9. This Court finds that the materials, on the basis of which the charges contained in the show cause notices are based, have admittedly not been supplied to the petitioner firm, hence, the petitioner firm has been precluded from being afforded an opportunity of rebutting the same and putting forth its defence, resulting in non-compliance of the principles of natural justice inasmuch as the three inquiry reports dated 11.04.2019, 12.06.2019 and 14.11.2019, on the basis of which the show cause notices have been issued to the petitioner, have admittedly not been supplied to the petitioner. Moreover, the show cause notices dated 14.08.2019, 09.10.2019 and 06.01.2020 do not depict that there is intention on the part of the respondents to blacklist the petitioner inasmuch as there is no whisper about the proposed action of blacklisting the petitioner firm in the said notices. In this regard, this Court would also refer to a judgment rendered by the Hon'ble Apex Court in the case of UMC Technologies (P) Ltd. vs. Food Corporation of India & Anr., reported in (2021) 2 SCC 551 , paragraphs no. 13, 14, 19, 21 and 25 whereof are reproduced herein below:- "13. At the outset, it must be noted that it is the first principle of civilised jurisprudence that a person against whom any action is sought to be taken or whose right or interests are being affected should be given a reasonable opportunity to defend himself. The basic principle of natural justice is that before adjudication starts, the authority concerned should give to the affected party a notice of the case against him so that he can defend himself. Such notice should be adequate and the grounds necessitating action and the penalty/action proposed should be mentioned specifically and unambiguously. An order travelling beyond the bounds of notice is impermissible and without jurisdiction to that extent. This Court in Nasir Ahmad v. Custodian General, Evacuee Property [Nasir Ahmad v. Custodian General, Evacuee Property, (1980) 3 SCC 1 ] has held that it is essential for the notice to specify the particular grounds on the basis of which an action is proposed to be taken so as to enable the noticee to answer the case against him. If these conditions are not satisfied, the person cannot be said to have been granted any reasonable opportunity of being heard. 14.

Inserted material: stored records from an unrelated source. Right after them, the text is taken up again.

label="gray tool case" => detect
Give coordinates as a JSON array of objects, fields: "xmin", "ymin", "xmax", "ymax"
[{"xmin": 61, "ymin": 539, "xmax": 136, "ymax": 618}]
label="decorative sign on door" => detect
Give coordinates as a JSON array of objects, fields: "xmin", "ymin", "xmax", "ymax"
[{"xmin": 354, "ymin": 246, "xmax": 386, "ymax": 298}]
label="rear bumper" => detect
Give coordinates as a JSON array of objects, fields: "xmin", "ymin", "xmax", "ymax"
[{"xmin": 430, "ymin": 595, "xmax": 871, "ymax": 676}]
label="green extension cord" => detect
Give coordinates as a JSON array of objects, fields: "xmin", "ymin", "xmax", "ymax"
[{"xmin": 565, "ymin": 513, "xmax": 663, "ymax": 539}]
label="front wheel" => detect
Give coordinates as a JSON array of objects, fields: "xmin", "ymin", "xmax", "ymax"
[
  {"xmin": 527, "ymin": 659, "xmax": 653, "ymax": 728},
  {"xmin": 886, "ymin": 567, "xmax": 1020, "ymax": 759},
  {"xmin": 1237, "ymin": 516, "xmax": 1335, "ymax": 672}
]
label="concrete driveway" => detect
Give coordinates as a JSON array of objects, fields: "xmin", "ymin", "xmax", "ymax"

If these conditions are not satisfied, the person cannot be said to have been granted any reasonable opportunity of being heard. 14. Specifically, in the context of blacklisting of a person or an entity by the State or a State Corporation, the requirement of a valid, particularised and unambiguous show-cause notice is particularly crucial due to the severe consequences of blacklisting and the stigmatisation that accrues to the person/entity being blacklisted. Here, it may be gainful to describe the concept of blacklisting and the graveness of the consequences occasioned by it. Blacklisting has the effect of denying a person or an entity the privileged opportunity of entering into government contracts. This privilege arises because it is the State who is the counter party in government contracts and as such, every eligible person is to be afforded an equal opportunity to participate in such contracts, without arbitrariness and discrimination. Not only does blacklisting take away this privilege, it also tarnishes the blacklisted person's reputation and brings the person's character into question. Blacklisting also has long-lasting civil consequences for the future business prospects of the blacklisted person. 19. In light of the above decisions, it is clear that a prior show-cause notice granting a reasonable opportunity of being heard is an essential element of all administrative decision-making and particularly so in decisions pertaining to blacklisting which entail grave consequences for the entity being blacklisted. In these cases, furnishing of a valid show-cause notice is critical and a failure to do so would be fatal to any order of blacklisting pursuant thereto. 21. Thus, from the above discussion, a clear legal position emerges that for a show-cause notice to constitute the valid basis of a blacklisting order, such notice must spell out clearly, or its contents be such that it can be clearly inferred therefrom, that there is intention on the part of the issuer of the notice to blacklist the noticee. Such a clear notice is essential for ensuring that the person against whom the penalty of blacklisting is intended to be imposed, has an adequate, informed and meaningful opportunity to show cause against his possible blacklisting. 25. The mere existence of a clause in the bid document, which mentions blacklisting as a bar against eligibility, cannot satisfy the mandatory requirement of a clear mention of the proposed action in the show-cause notice.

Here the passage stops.